Confindustria è contraria, i sindacati sono contrari, i sindaci del Recovery Sud sono contrari, gran parte delle regioni sono contrarie, i ceti professionali si sono opposti, come pure i medici e i costituzionalisti, i vescovi della Cei a Benevento si sono schierati contro, il Presidente Mattarella è intervenuto due volte con il suo autorevole monito, Svimez ed altri illustri economisti fanno sentire spesso il loro parere contrario.E’ particolarmente attivo il ruolo del Prof. Viesti, autore del famoso libro “Verso la secessione dei ricchi?”. Anche diversi giornalisti con la loro divulgazione hanno aiutato molto le coscienze e sposato la causa, tra cui Esposito, Aprile, Cannavale ed altri. Qualcuno anche con la pretesa, talvolta non sincera sino in fondo, di aiutare il proprio contesto. Ma il marketing editoriale da solo non basta, molti lettori sono rimasti delusi….
Poi c’è un vasto arcipelago di movimenti e di meridionalisti più o meno attivi, ma sono ancora pochi quelli che contano politicamente. A tal proposito è doveroso un avviso ai nuovi aspiranti: chi ha causato guasti, illudendo le coscienze di molti meridionali, dovrebbe avere almeno il pudore di farsi da parte! Altrimenti il rischio è quello di generare altra confusione.
Non è possibile che dentro alcuni movimenti (ormai di quattro gatti) il presidente dica di voler contrastare la secessione e il segretario, al contrario, si pronunci a favore come se fosse solo una questione di quattrini.
I meridionalisti di una volta, di certo non questuanti , come Sturzo e Salvemini capirono per tempo come il centralismo non avrebbe giovato al Mezzogiorno. Ma un rafforzamento delle autonomie che indebolisca eccessivamente lo Stato non è neppure l’assetto ideale per le nostre istituzioni.
Un assetto efficace dovrebbe riservare allo Stato il ruolo di direttore d’orchestra, al fine di armonizzare politiche non uniformi all’interno di un sistema unico e coerente.
Possibilmente senza quei pregiudizi antropologici di qualche imprenditore bocconiano lombardo che trascorre il suo tempo nei talk show televisivi, dimenticando che le valutazioni sul divario Nord-Sud vanno fatte comprendendo anche i costi sociali e politici che ha sopportato il Mezzogiorno.
Cosa sarebbe stato il miracolo economico negli anni del dopoguerra senza le emigrazioni bibliche del Sud?
Ieri manovalanza operaia, oggi intellettuale con migliaia di giovani laureati e diplomati che vanno via ogni anno portando al Nord le loro competenze!
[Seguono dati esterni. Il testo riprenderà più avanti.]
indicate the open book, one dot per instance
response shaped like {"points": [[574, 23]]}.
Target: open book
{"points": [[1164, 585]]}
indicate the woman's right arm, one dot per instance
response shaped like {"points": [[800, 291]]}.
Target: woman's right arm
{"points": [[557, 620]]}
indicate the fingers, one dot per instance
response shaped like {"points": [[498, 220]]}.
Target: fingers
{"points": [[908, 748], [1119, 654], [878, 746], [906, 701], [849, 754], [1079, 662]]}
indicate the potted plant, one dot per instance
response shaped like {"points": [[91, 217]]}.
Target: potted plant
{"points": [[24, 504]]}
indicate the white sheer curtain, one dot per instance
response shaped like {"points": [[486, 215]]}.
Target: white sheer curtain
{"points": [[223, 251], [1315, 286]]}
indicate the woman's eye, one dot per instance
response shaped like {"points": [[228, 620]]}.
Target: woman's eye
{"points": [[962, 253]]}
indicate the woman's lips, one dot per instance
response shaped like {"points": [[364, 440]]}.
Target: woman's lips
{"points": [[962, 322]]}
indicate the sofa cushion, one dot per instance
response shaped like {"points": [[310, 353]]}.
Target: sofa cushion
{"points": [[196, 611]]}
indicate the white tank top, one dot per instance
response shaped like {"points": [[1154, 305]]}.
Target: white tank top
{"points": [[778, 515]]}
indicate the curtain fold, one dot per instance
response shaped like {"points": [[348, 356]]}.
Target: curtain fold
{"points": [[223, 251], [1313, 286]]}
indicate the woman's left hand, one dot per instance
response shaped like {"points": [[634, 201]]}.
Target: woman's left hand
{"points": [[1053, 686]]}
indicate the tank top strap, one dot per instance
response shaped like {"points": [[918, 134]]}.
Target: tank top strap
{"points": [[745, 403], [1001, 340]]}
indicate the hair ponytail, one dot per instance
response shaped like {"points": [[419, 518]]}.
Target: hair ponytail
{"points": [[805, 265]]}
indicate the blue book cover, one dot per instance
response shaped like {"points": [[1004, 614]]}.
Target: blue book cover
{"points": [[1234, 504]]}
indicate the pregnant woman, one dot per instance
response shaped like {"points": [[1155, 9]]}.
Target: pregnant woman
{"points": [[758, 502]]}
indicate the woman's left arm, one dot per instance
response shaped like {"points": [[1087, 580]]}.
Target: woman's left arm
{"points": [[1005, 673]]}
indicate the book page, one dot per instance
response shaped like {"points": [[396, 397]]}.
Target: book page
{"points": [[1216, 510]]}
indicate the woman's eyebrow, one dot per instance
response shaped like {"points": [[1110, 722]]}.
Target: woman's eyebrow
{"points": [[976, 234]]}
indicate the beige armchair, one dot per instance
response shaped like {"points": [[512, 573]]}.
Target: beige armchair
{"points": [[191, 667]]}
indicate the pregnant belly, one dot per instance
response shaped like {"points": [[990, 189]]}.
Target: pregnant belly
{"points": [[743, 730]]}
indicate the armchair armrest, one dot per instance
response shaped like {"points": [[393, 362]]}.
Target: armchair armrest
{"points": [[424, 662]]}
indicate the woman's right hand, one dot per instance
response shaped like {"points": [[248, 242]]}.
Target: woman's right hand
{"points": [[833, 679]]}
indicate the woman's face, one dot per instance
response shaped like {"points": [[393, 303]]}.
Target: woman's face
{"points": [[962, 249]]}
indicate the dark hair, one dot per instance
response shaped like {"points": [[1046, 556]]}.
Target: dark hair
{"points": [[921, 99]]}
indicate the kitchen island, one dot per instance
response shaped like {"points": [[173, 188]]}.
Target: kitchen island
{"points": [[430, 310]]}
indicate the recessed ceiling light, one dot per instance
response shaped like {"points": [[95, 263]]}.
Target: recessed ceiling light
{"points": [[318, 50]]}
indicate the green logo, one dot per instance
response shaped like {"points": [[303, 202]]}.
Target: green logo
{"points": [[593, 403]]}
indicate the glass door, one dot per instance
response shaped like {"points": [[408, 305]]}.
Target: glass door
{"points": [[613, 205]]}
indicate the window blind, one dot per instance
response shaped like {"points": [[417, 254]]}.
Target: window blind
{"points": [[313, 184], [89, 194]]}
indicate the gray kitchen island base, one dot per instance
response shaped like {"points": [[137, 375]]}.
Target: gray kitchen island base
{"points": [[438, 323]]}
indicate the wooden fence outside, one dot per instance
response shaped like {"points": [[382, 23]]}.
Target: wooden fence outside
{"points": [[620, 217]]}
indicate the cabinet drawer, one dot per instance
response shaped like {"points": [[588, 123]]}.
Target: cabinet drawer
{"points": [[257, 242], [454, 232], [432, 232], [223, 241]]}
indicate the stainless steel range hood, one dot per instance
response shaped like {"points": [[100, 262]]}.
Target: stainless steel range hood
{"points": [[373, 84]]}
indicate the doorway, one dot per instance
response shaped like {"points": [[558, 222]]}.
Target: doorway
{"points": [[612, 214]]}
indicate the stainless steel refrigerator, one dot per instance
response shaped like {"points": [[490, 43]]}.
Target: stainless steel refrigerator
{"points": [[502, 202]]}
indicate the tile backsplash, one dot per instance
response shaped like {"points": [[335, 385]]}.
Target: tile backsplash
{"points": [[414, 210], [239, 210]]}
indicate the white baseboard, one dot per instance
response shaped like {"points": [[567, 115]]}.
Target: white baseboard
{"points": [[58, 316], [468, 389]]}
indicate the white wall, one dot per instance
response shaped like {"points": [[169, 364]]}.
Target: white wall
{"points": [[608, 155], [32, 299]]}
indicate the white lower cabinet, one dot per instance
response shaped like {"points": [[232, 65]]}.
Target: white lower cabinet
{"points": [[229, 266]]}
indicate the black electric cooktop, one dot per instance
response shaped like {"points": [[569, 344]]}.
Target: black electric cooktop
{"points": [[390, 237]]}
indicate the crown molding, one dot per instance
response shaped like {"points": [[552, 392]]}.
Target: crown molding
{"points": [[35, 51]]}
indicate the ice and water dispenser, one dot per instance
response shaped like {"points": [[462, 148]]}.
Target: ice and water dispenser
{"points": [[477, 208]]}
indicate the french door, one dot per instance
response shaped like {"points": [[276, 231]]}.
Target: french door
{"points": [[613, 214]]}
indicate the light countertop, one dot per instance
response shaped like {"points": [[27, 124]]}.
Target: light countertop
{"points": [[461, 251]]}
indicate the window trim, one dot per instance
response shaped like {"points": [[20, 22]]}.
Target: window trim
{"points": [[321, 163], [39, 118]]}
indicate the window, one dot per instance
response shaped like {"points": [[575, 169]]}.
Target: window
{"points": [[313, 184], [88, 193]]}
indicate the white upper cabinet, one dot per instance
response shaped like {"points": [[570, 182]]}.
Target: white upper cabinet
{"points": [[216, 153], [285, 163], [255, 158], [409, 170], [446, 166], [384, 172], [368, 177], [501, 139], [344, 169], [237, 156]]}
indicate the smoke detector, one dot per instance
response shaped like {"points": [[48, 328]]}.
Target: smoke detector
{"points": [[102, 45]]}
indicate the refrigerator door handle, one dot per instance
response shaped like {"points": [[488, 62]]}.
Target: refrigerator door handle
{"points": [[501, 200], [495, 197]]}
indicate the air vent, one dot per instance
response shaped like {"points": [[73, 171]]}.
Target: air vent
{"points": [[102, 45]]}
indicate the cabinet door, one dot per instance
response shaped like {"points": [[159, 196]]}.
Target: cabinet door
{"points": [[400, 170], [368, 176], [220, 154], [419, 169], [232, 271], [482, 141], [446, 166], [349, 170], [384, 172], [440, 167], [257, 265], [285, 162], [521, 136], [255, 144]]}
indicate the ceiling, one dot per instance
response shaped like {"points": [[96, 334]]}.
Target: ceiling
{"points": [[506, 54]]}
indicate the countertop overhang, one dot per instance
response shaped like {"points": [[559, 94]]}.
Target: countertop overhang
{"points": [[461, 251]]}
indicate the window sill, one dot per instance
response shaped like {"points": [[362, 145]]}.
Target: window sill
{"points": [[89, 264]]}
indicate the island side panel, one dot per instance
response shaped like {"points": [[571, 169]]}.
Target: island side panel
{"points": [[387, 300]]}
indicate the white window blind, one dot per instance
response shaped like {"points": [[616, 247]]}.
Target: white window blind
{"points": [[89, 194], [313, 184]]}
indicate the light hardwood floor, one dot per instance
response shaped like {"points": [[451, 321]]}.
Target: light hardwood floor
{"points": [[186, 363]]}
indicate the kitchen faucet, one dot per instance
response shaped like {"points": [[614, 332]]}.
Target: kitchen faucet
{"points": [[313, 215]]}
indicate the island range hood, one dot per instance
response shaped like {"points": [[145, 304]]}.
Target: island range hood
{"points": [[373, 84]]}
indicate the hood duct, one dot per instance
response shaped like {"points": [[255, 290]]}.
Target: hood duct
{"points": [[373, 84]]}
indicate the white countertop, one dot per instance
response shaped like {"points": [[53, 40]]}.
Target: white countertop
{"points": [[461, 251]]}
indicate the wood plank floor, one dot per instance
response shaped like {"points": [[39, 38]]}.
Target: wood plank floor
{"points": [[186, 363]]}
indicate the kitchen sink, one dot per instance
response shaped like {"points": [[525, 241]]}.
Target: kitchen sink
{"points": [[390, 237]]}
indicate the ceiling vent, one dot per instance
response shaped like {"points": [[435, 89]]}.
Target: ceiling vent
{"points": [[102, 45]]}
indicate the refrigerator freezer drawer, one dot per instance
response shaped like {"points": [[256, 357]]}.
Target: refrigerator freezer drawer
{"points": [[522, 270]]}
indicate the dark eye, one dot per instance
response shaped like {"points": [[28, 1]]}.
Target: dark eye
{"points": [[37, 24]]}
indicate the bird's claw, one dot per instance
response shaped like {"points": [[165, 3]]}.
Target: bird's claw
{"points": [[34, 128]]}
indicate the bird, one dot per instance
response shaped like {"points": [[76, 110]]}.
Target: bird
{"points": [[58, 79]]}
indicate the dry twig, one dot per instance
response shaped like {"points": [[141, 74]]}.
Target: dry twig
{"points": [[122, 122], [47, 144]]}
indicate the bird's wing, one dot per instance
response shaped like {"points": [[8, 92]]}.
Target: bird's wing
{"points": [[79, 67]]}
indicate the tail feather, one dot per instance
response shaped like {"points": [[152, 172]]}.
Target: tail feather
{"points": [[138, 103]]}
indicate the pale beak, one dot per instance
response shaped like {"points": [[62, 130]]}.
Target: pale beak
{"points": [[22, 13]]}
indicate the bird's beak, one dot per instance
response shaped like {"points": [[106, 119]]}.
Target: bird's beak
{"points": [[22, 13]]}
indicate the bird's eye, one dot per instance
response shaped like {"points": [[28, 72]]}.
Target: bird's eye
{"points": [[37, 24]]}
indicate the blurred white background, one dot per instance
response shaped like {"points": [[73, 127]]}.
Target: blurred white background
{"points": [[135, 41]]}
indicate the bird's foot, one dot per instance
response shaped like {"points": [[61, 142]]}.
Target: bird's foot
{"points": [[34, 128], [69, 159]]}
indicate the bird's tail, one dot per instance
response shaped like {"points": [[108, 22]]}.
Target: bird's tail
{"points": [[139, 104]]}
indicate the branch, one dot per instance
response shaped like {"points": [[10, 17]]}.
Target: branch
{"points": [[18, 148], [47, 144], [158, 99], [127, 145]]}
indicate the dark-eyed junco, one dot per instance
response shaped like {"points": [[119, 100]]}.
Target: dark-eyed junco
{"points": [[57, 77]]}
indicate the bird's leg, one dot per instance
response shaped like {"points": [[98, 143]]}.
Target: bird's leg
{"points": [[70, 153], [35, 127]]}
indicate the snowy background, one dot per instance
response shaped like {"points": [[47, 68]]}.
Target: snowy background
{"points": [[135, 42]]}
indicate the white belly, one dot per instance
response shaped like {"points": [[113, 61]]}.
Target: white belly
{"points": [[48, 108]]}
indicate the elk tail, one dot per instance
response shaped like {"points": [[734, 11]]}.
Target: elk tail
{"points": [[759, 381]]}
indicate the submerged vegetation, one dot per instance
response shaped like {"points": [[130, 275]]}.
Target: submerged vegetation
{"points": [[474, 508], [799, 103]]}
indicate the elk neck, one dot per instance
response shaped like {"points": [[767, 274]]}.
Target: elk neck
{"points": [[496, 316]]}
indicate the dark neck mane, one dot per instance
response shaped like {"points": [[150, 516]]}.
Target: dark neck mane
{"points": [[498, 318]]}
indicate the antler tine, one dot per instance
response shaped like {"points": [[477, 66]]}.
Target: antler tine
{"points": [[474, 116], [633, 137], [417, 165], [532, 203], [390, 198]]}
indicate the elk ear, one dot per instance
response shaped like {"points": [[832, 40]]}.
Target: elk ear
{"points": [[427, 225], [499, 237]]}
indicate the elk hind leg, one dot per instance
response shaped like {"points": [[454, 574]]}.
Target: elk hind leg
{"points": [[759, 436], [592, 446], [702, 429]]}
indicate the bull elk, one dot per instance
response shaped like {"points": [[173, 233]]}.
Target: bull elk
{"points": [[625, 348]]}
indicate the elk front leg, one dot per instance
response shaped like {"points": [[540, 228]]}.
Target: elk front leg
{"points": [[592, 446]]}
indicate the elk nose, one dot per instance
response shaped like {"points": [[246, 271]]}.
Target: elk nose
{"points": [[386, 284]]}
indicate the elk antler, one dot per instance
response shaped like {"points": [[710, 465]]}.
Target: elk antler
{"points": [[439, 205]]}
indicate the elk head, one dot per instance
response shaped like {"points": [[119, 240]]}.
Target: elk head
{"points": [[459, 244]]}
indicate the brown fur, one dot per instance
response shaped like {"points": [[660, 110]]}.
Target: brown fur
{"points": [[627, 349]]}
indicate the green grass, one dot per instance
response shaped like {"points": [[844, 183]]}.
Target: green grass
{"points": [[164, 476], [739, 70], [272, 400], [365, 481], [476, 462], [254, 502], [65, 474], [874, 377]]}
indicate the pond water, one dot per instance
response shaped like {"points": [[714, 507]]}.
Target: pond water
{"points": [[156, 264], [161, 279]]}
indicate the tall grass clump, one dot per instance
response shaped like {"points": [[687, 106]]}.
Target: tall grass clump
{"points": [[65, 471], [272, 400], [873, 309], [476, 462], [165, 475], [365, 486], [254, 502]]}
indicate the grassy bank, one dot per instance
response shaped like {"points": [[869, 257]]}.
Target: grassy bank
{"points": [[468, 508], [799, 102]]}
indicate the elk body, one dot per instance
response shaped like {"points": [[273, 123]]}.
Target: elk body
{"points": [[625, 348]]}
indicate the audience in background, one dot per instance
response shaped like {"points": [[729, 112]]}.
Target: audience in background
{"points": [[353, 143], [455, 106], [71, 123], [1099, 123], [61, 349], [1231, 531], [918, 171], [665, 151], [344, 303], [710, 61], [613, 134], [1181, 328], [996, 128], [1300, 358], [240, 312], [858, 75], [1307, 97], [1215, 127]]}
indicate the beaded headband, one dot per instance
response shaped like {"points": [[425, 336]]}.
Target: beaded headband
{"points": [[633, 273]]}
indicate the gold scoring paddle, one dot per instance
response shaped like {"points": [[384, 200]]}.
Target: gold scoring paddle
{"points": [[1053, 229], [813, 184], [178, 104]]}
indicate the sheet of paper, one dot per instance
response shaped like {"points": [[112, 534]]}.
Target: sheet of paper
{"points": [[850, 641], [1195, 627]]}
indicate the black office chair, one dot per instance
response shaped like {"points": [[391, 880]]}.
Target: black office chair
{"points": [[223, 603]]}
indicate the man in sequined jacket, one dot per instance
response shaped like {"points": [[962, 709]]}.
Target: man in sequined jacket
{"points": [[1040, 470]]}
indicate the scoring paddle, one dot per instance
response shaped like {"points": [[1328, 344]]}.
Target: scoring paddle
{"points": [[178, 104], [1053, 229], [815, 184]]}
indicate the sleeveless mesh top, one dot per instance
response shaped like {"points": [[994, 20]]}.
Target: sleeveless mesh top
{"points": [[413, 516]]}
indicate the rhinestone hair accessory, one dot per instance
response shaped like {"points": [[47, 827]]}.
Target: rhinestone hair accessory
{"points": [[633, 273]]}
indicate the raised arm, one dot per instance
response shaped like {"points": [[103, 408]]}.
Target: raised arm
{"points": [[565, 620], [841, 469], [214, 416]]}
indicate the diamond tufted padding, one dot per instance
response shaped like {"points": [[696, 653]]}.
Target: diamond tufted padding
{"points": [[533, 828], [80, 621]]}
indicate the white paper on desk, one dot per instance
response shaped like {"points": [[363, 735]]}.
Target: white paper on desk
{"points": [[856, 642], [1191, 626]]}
Nè occorre aver fatto la Bocconi per accorgersi che il sud è il principale mercato di sbocco dei prodotti e servizi del Nord.
Un Nord che oggi purtroppo ha perso la caratteristica di motore dello sviluppo del Paese. (Svimez)
Solo attraverso una forte mobilitazione il nostro mezzogiorno potrà rialzarsi e potrà combattere con la schiena dritta per la dignità della sua gente, per il diritto al lavoro dei suoi giovani e contro lo spopolamento dei comuni.
L’occasione del Pnrr
Oggi, peraltro, la storia ci offre il più grande appuntamento per invertire la rotta: si chiama Pnrr. La sua attuazione produrrà una domanda aggiuntiva di lavoro di 375 mila occupati, per il 79% nel settore privato. Ma c’è anche un allarme che proviene da un paper della Banca d’Italia. Con pochi lavoratori nella P.A. al Sud e senza competenze specifiche il Pnrr è a rischio! Non possiamo consentire che gli aiuti europei facciano la stessa fine del Piano Marshall!
Il Governatore della Banca d’Italia lo ha così definito:
Il Pnrr offre una straordinaria opportunità per aggredire i fattori di ritardo della nostra economia, certo per la maggior parte non nuovo, e di rafforzare la coesione territoriale del Paese, un obiettivo permanente se non solo un’aspirazione della nostra storia unitaria.
C’è insomma molto allarme e sono in tanti a confidare in un Sud che, finalmente, si mobiliti e riprenda per mano la bandiera italiana. La partita è appena cominciata.